All managers have found themselves in a situation where they had assigned work to their team only to get it turned in late or not at all, or receive something completely different than what was needed.
You don’t want to micromanage your team and look over their shoulder every step of the way, but you also need to make sure that you are in agreement over what is required.
How do you monitor the work you’ve delegated efficiently?
With these three tips:
Create A Consistent System
Prior to assigning work, discuss the best way for your team to work together to make sure everything is done right and on time.
Ask your employees in advance for any guidance, help or mentoring they may need on a specific task.
Also, ask their opinions on how they prefer to be managed – some may benefit from a daily check in from you while others are more self-sufficient and can work on their own, reporting their progress once a week.
Consider your staff’s preferences and decide if they are workable.
For example, a new employee may need much more guidance from you while an experienced and proven staffer can not only work independently, but can provide help to others.
Let your team know your monitoring plan so they know what to expect, and can be ready to present progress reports without being caught off guard.

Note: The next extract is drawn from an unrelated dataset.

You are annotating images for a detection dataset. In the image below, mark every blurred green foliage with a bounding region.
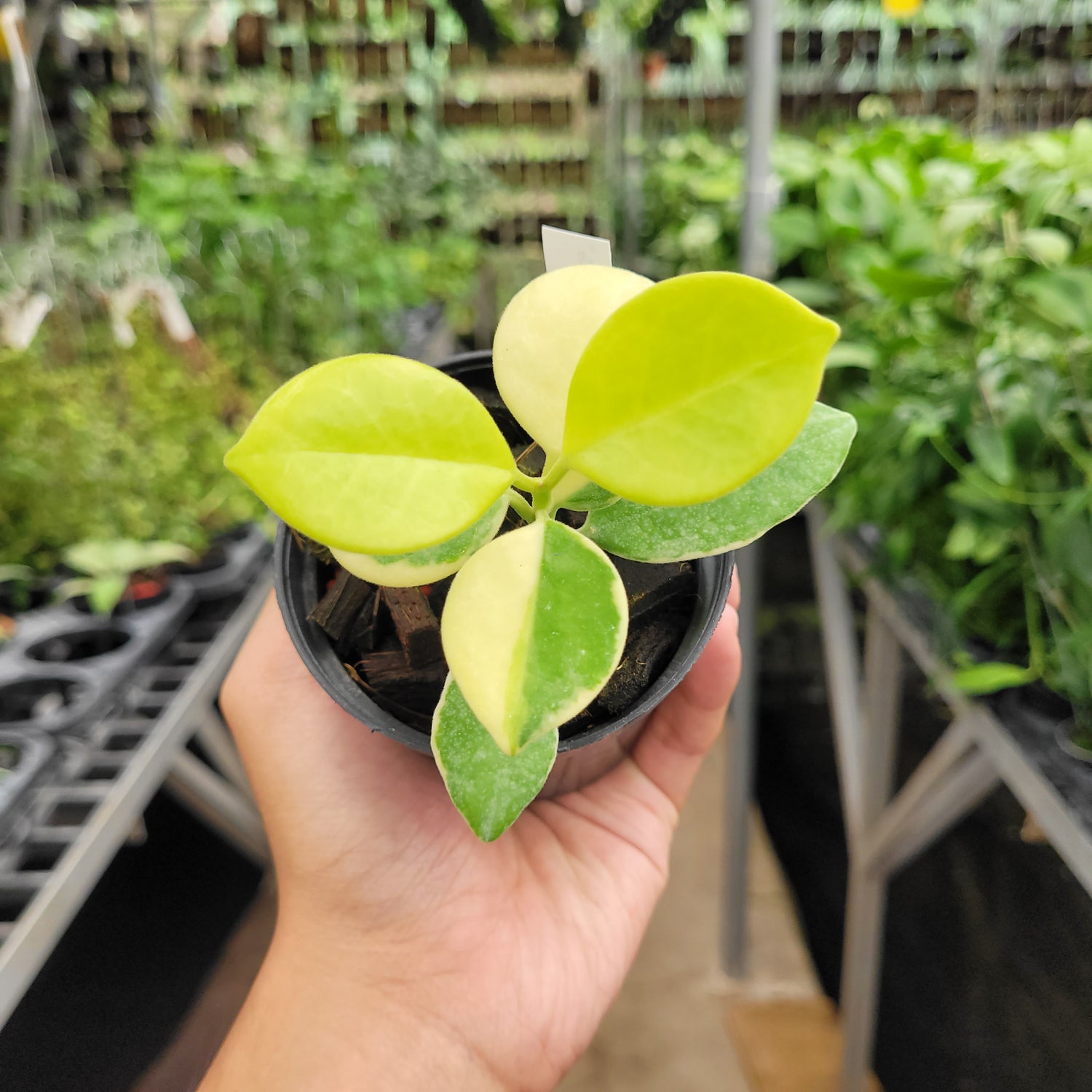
[0,316,275,571]
[0,141,493,571]
[646,122,1092,718]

Everyone works differently – some people may prefer to tackle a big chunk of their project right as it’s assigned, while others may work all night before the due date to finish.
Both of these practices can present problems – if an employee does a big chunk of their assignment all at once without your input, they may go down the wrong path and have to redo a lot of their work.
On the other hand, waiting until the last minute to work on a task doesn’t allow you to provide feedback in time to make changes.
This is why it is advantageous to break down projects into parts and set objectives and deadlines for each part.
You can discuss each upcoming objective with your team in detail or not, depending on the employee and the importance of the project, giving yourself and them time to make changes.
Be Honest With Your Feedback
Remember that your employees cannot read your thoughts, and unless you voice your thoughts, they will not be aware of them.
You should feel comfortable in your relationship with your team to deliver honest and open feedback to help them improve their skills and not make the same mistakes over and over.
Instead of telling them that they did a good job and fixing errors yourself, share your opinions and suggestions with them so that they can implement them on projects going forward.